You may refer to this link: https://www.hackerearth.com/practice/basic-programming/input-output/basics-of-input-output/practice-problems/algorithm/two-strings-4/
I just wanted to get some solutions on how can I improve my code which gives the output as only 'NO':
#include<stdio.h>
#include<stdlib.h>
#include<string.h>
int main()
{
int i, j, k, m, n, o, p;
char a[100000], b[100000], *c, *d;
scanf("%d", &i);
for (j = 0; j < i; j++)
{
scanf("%s %s", a, b);
}
for (k = 0; a[k] != '\0'; k++)
{
n = rand() % k;
}
for (m = 0; b[m] != '\0'; m++)
{
o = rand() % m;
}
for (p = 0; p < j; p++)
{
if (a[n] == b[o])
{
printf("YES");
}
else
{
printf("NO");
}
}
return 0;
}
Thanks for the help!
It is unclear what you are trying to achieve from the rand() function but certainly you need now to find different permutations to do that. Permutations of string s1 should be equal to string s2 which means all character in string s1 should be present in s2 and count of each of those characters in both the strings should be same
Here is a working version:
#include<stdio.h>
#include<string.h>
#include<stdlib.h>
//CHECKING IF STRING TWO IS ANY PERMUTATION OF STRING ONE
int main()
{
char str_one[]="abbcd";
char str_two[]="bcab";
int arr[26]={0};
int index=0;
int len_one=strlen(str_one);
int len_two=strlen(str_two);
int val;
if(len_one!=len_two)
{
printf("NO");
exit(0);
}
while(index<len_one)
{
++arr[str_one[index++]-'a'];
}
index=0;
while(index<len_two)
{
--arr[str_two[index++]-'a'];
if(arr[str_two[index]-'a']<0)
{
printf("NO");
exit(0);
}
}
index=0;
while(index<26)
{
if(arr[index]!=0)
{
printf("NO");
exit(0);
}
++index;
}
printf("yes");
return 0;
}
As you only want some suggestions about the improving your code.

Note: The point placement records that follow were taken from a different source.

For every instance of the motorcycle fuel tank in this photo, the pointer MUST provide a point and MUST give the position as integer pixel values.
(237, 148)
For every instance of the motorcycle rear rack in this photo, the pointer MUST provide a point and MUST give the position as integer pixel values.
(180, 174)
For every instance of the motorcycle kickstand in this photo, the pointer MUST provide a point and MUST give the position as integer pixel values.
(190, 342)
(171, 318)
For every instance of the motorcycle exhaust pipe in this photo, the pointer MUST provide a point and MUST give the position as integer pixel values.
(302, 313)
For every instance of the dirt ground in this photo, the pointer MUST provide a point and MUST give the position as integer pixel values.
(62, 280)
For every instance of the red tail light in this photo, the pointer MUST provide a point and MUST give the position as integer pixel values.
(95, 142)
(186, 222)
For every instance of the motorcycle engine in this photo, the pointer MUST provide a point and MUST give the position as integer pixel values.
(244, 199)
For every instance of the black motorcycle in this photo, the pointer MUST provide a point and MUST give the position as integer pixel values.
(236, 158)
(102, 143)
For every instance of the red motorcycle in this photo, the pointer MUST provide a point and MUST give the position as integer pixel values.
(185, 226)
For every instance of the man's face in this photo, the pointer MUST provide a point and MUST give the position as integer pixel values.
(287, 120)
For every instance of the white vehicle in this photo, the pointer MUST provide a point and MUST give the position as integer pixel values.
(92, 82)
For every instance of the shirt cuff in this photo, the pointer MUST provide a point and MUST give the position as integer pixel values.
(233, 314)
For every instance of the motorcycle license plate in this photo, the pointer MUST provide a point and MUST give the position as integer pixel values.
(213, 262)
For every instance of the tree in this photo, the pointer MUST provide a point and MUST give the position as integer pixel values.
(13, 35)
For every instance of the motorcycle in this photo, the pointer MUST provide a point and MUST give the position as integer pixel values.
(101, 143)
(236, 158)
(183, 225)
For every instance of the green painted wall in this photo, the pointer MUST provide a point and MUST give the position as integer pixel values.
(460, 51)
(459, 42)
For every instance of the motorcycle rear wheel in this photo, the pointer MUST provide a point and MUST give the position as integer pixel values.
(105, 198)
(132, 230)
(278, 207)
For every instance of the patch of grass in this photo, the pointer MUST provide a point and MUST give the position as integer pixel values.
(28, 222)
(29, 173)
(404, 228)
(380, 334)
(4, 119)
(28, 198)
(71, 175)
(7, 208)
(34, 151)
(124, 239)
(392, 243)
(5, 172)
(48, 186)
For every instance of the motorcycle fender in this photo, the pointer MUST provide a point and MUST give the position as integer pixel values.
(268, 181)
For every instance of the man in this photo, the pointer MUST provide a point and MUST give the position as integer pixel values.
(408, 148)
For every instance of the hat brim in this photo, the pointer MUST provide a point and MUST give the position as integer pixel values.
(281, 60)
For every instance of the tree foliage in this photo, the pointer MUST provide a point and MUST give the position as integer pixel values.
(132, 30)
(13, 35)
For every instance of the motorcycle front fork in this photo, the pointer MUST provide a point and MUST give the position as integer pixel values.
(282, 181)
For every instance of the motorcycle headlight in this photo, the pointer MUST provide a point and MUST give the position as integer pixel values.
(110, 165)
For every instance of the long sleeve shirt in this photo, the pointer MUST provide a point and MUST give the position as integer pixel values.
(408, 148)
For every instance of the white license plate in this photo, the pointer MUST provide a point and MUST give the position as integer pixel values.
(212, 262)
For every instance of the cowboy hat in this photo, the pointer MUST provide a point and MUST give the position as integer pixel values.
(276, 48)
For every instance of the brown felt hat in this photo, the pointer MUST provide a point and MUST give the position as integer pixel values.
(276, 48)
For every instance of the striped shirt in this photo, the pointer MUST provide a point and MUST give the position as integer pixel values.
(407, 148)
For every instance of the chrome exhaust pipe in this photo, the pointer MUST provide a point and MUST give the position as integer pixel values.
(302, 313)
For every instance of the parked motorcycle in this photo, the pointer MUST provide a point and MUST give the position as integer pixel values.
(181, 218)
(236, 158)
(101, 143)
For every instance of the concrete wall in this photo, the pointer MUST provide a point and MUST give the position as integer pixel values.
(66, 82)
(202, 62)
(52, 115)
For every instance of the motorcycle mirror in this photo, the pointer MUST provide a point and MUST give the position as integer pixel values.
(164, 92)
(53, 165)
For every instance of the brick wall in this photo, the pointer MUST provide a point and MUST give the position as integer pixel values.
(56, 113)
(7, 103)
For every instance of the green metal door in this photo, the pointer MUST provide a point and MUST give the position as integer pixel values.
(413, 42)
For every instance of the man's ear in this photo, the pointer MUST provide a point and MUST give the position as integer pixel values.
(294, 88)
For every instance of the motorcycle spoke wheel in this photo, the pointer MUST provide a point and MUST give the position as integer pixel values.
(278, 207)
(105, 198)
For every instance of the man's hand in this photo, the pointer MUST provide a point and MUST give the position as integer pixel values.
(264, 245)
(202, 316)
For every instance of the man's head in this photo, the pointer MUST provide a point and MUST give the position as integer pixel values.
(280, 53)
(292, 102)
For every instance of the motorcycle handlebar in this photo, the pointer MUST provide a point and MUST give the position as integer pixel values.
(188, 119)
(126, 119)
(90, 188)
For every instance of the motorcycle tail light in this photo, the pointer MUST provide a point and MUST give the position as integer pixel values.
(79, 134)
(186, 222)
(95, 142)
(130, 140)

You may use scanf("%20s", str1) or something like that to improve the memory footprint of your answer. You will need to use a loop to read the strings. %20s asks scanf to read 20 characters at most. You can tailor the number according to your needs.
You can get the length of the string via strlen function included from string.h.

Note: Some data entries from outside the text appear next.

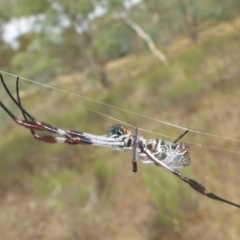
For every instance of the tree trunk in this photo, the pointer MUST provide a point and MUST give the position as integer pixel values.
(189, 21)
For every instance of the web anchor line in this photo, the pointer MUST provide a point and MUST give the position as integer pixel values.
(131, 112)
(158, 152)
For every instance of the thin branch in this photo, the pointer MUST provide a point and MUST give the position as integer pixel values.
(146, 37)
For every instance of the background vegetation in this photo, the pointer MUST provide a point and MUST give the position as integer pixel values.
(78, 192)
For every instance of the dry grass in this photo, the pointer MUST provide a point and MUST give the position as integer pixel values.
(77, 192)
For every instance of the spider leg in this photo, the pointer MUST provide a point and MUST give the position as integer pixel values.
(194, 184)
(134, 160)
(70, 137)
(20, 104)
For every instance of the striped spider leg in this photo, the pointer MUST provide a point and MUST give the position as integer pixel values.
(169, 155)
(63, 136)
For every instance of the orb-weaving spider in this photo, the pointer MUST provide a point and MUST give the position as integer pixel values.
(169, 155)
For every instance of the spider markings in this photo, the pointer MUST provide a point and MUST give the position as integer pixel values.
(169, 155)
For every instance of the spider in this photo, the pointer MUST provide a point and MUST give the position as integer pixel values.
(158, 152)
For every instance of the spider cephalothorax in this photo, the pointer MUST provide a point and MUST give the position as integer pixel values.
(169, 155)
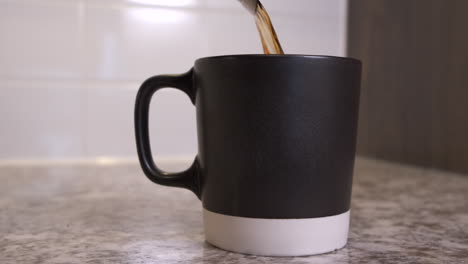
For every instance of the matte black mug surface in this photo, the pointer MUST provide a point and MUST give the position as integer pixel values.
(276, 134)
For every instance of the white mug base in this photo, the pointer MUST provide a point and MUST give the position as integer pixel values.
(276, 237)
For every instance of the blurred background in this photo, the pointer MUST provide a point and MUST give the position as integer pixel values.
(70, 70)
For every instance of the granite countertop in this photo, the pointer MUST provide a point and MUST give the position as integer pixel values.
(112, 214)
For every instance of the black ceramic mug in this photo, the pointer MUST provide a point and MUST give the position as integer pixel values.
(277, 137)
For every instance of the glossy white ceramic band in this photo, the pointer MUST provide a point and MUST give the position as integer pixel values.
(276, 237)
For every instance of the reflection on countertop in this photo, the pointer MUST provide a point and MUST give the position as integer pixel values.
(95, 213)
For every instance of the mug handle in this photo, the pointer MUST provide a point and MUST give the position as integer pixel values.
(189, 178)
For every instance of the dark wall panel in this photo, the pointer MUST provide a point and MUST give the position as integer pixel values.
(415, 80)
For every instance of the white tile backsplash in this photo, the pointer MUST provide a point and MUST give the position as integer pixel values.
(70, 69)
(41, 119)
(40, 40)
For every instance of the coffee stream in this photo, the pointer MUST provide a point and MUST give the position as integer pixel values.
(270, 42)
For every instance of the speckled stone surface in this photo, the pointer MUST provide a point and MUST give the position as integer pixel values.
(113, 214)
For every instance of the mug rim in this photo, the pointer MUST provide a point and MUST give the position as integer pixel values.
(271, 56)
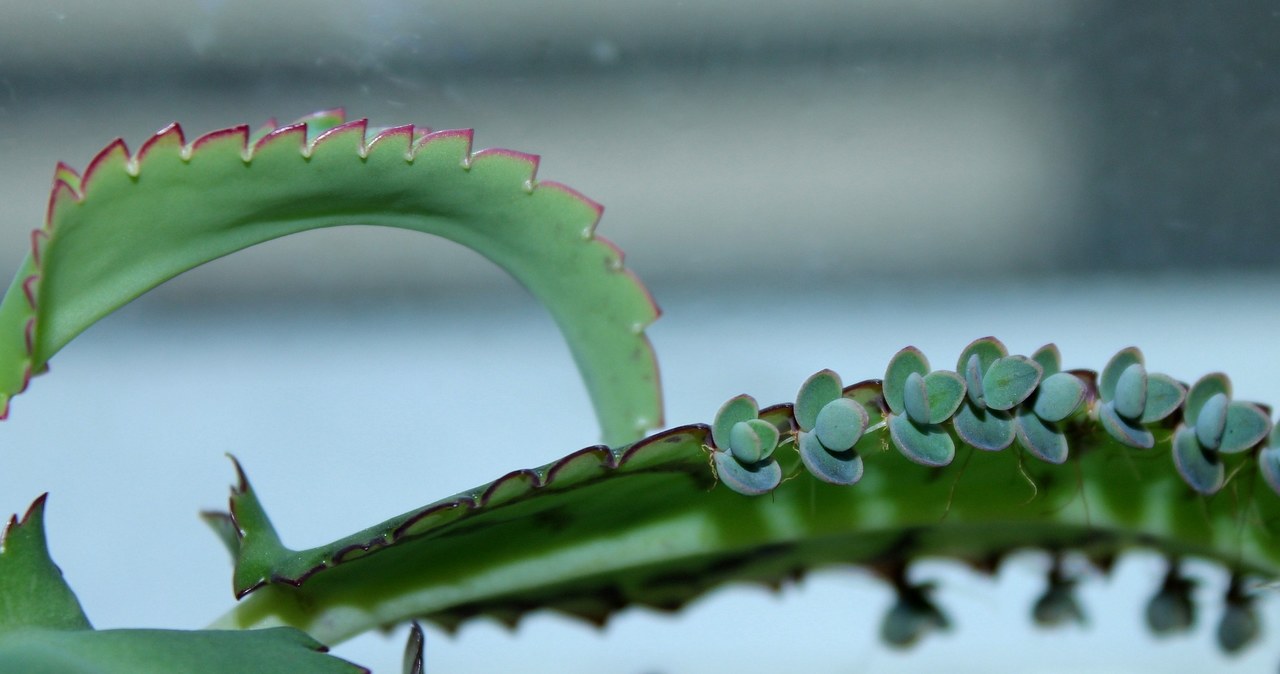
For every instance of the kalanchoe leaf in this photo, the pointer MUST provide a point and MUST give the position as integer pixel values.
(946, 393)
(900, 367)
(734, 411)
(1200, 468)
(915, 398)
(1048, 358)
(753, 440)
(819, 389)
(754, 481)
(1009, 381)
(927, 445)
(1042, 440)
(140, 220)
(415, 660)
(32, 590)
(984, 429)
(279, 650)
(835, 467)
(1246, 426)
(1211, 421)
(1130, 395)
(1171, 610)
(1059, 397)
(912, 618)
(1115, 367)
(1124, 431)
(841, 423)
(1164, 397)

You just want to check the occurrence times of each character. In your case you can use an integer array of length 26, or two depending on your algorithm.

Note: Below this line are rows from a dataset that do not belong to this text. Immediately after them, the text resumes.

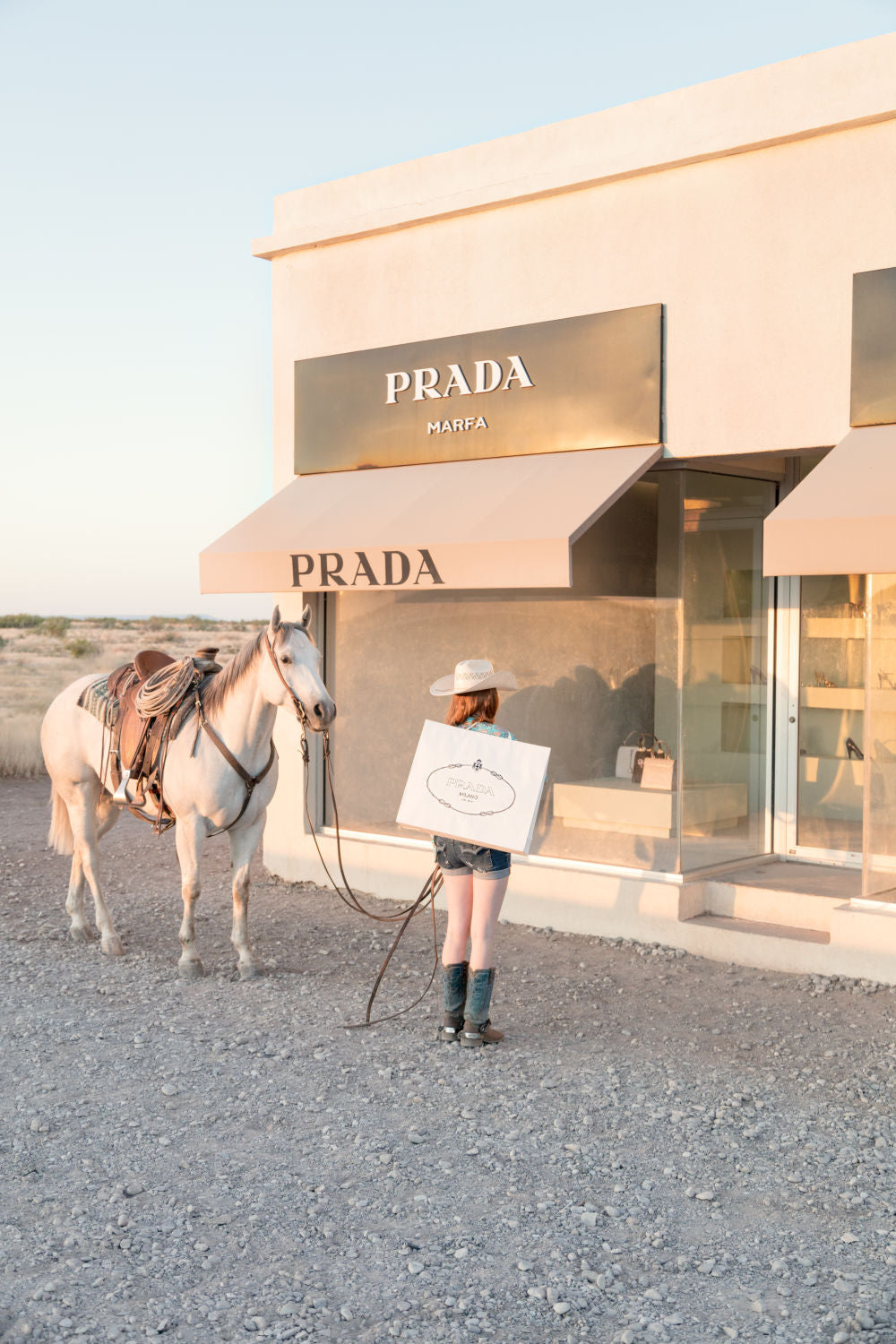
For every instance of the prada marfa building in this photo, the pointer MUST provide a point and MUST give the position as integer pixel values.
(611, 403)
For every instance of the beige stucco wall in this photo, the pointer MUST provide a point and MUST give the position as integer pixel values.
(751, 249)
(745, 206)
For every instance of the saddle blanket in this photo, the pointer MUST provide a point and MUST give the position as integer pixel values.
(105, 707)
(97, 701)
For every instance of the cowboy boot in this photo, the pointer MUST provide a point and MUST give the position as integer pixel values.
(452, 996)
(477, 1027)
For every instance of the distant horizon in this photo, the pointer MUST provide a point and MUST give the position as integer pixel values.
(150, 616)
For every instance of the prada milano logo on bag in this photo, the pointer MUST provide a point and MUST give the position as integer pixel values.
(547, 387)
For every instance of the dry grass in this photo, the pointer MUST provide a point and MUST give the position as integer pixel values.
(21, 746)
(35, 667)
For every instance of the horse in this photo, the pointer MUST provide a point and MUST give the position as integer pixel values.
(280, 667)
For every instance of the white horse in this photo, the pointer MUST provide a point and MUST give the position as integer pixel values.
(202, 789)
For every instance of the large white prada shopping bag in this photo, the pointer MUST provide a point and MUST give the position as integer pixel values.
(474, 787)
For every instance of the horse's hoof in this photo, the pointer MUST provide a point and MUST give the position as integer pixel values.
(191, 969)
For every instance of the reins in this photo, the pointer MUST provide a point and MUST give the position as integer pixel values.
(349, 897)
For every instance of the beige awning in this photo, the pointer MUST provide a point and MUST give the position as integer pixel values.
(495, 523)
(842, 518)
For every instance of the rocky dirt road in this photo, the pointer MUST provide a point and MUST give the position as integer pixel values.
(662, 1150)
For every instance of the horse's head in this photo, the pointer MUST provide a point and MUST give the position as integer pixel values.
(292, 669)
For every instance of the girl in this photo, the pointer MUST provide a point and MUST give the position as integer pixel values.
(474, 878)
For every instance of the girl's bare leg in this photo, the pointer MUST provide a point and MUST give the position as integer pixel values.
(487, 898)
(458, 895)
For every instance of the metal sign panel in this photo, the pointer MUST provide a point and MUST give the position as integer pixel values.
(874, 392)
(547, 387)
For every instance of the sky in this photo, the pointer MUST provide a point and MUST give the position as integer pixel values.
(142, 147)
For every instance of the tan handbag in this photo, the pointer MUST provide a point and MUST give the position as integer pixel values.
(659, 769)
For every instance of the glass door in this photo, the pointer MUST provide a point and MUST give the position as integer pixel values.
(726, 683)
(828, 737)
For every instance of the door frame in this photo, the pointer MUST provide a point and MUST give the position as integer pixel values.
(786, 746)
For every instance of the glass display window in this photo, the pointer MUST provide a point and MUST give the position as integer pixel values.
(648, 680)
(879, 852)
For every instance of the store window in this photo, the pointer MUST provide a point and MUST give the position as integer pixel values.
(654, 644)
(879, 852)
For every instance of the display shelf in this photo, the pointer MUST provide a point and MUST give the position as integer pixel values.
(831, 696)
(729, 626)
(833, 628)
(625, 806)
(734, 693)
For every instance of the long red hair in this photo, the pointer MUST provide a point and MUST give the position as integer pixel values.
(477, 704)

Use better variable names. This really helps if you do something wrong in algorithm.
This would be my solution just for one string comparision
Detailed Evaluation of User Code
for (j = 0; j < i; j++)
{
scanf("%s %s", a, b);
}
This code block reads all lines. C is evaluated sequentially, so instead you will need to do this like
for (j = 0 ; j < i ; j++)
{
scanf("%s %s", a, b);
/* do comparision for each here */
}
As I mentioned above C is evaluated sequentially, so the next 2 for loops also evaluates and results in a randomly selected 2 characters from both strings. I did not analyzed the probability, but from my senses I can say it won't hit same character most of the time. It is better to loop over a string, than pray for RNG to hit.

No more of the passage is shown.